Deep Learning Weekly: Issue 446

Native Observability & Alerts for Your OpenClaw with Opik, Gemini Embedding 2, a paper on LoGeR: Long-Context Geometric Reconstruction with Hybrid Memory, and many more!

Mar 12, 2026

This week in deep learning, we bring you Native Observability & Alerts for Your OpenClaw with Opik, Gemini Embedding 2, and a paper on LoGeR: Long-Context Geometric Reconstruction with Hybrid Memory.

You may also enjoy GPT-5.4, a paper on DeepPlanning: Benchmarking Long-Horizon Agentic Planning with Verifiable Constraints, and more!

As always, happy reading and hacking. If you have something you think should be in next week’s issue, find us on Twitter: @dl_weekly.

Until next week!

Industry

Gemini Embedding 2: Our first natively multimodal embedding model

Google launches Gemini Embedding 2, its first natively multimodal embedding model unifying text, images, video, audio, and documents into a single semantic space.

OpenAI to acquire Promptfoo

OpenAI is acquiring Promptfoo — an AI security platform used by 25%+ of Fortune 500 companies — to embed red-teaming, jailbreak detection, and agentic risk evaluation natively into its enterprise Frontier platform.

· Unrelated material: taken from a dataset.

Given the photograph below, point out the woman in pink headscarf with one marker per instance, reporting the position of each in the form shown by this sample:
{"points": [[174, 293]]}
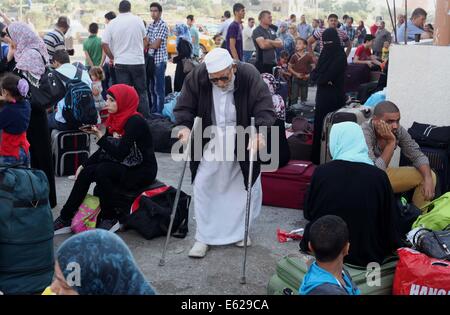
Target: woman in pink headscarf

Introducing GPT-5.4 | OpenAI

OpenAI launches GPT-5.4 with a 1M-token context, new Tool Search API, and record scores on coding and knowledge-work benchmarks — its most capable frontier model for professional and agentic use.

Google upgrades Gemini for Workspace allowing it to pull data from multiple apps to create Docs, Sheets, Slides and more

Google lets Gemini generate fully-formed Docs, Sheets, and Slides by pulling from Gmail, Drive, and Chat — turning Workspace into a single-prompt content creation engine.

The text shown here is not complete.